LAYTON -- She started playing the Pokemon Trading Card Game 11 years ago in a Dairy Queen. Now, she organizes tournaments all over Utah.
Andrea Sargent, of Roy, said the city championships on Saturday at the HeeBeeGeeBeez store in Layton is just an example of how big the game has become.
"They're playing in card shops, in libraries. There's even a league in Sandy that plays at Arby's."
Sargent said she got interested in the game after her 9-year-old daughter told her about a card game her friends were playing at school.
So Sargent bought her daughter some cards, and they found a place for her to play.
But Sargent didn't want to leave her daughter with the teenage boys who were playing, so she stuck around. When the league leader told Sargent she needed to learn to play, she eventually did.
Less than two years later, she entered her first tournament, and now she's found out how addictive the game can be.
"From the first tournament, I was hooked," Sargent said. "This is something that has turned into something totally different than it started out to be."
Now she pretty much runs the game in the state, and her daughter is a judge at the national tournament.
Saturday's tournament is open to all players, regardless of previous involvement in any similar event.
Players will compete for the city championships medal and will earn premier ratings points that go toward a potential invitation to the 2011 Pokemon World Championship to be held in San Diego in August.
"We had over 1,200 players at our national championships in Indianapolis last year," Sargent said.
Kids who play in leagues throughout the season also can earn money for college.
Some have earned close to $5,000 in scholarships throughout the past few years, Sargent said, and the winner of a regional tournament in April will win a $15,000 scholarship as well as a free trip to the national tournament.

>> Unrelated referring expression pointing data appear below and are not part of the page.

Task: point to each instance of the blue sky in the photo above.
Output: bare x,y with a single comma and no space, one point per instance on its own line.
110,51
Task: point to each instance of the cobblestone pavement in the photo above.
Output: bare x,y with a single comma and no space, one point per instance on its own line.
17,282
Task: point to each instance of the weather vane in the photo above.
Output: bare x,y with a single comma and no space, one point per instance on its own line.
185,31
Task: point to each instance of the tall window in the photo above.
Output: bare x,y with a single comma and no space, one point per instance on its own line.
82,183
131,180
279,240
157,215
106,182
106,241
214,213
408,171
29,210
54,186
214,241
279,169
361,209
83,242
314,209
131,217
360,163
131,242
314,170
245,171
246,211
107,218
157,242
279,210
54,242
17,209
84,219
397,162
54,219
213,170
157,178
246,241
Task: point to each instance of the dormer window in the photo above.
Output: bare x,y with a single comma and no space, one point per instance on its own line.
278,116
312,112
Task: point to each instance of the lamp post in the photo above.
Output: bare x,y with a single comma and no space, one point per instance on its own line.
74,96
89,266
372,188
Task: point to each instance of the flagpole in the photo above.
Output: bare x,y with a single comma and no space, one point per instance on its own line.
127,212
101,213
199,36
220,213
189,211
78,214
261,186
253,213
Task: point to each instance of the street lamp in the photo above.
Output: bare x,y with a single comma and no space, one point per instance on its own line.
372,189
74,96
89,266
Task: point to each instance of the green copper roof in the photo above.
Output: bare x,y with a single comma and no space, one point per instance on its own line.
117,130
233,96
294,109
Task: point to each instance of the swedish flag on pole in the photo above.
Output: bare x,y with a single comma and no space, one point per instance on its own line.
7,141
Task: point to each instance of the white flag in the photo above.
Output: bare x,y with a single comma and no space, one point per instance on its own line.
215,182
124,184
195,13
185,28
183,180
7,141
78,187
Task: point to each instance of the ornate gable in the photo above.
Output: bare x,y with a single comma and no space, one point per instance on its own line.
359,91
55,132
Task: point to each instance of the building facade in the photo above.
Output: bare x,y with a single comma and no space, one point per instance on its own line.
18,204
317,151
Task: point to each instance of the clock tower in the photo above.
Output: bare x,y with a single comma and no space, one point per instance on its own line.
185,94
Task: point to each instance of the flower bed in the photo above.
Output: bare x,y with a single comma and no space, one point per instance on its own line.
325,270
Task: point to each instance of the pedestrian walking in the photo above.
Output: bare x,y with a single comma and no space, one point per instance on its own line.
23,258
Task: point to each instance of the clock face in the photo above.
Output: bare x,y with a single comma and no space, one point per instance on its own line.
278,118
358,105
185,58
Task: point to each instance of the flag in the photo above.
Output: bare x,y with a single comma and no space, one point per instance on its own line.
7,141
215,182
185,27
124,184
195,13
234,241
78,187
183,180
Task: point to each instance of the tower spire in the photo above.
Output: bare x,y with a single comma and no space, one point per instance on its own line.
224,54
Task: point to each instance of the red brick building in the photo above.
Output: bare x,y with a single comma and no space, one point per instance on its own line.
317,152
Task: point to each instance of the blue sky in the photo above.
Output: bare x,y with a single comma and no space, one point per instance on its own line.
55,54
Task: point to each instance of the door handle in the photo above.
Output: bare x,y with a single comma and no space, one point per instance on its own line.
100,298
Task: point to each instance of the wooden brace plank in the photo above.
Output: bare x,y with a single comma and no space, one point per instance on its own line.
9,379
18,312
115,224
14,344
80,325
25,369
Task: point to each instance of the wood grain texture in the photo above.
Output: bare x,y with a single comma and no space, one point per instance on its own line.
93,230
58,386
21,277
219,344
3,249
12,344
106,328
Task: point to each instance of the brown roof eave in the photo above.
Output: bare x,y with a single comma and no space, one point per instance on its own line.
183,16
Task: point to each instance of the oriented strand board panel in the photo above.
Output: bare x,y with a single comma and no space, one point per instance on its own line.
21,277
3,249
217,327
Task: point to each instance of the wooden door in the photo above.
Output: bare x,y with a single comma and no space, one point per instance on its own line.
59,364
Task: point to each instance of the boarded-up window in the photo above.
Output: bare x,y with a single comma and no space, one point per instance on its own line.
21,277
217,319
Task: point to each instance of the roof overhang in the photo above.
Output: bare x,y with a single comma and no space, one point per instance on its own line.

Registration will be open until the tournament begins at 11 a.m., with competitors divided into three divisions: junior (born in 2000 or later), senior (born 1996-1999) and masters (born in 1995 or earlier).
Participants can be from anywhere, and Sargent said some are even traveling down from Idaho to play.
Players will need to bring their own deck from within the past two years, so the game will have only the most recent decks.
Each champion gets a medal and 18 packs of cards, and Sargent said she has really fun items to pass out as door prizes.
"I have play mats and beach balls and pencils and stickers for anyone that comes, so we have a real good time," she said.
With the popularity of the event, HeeBeeGeeBeez, at 1986 N. Hill Field Road, No. 2, is happy to host the tournament.
"It's a safe environment for kids to get together and practice a game that increases their problem-solving skills," said Rachael Williams, manager of HeeBeeGeeBeez.
Williams said HeeBeeGeeBeez has hosted Pokemon tournaments in the past and it has always been a good experience for the store.
The last tournament like this took place on a Sunday, so Williams said she hopes a Saturday tournament will bring even more participants. Even if it is a few days after Thanksgiving.
"Hopefully, they're not all out of town for the weekend."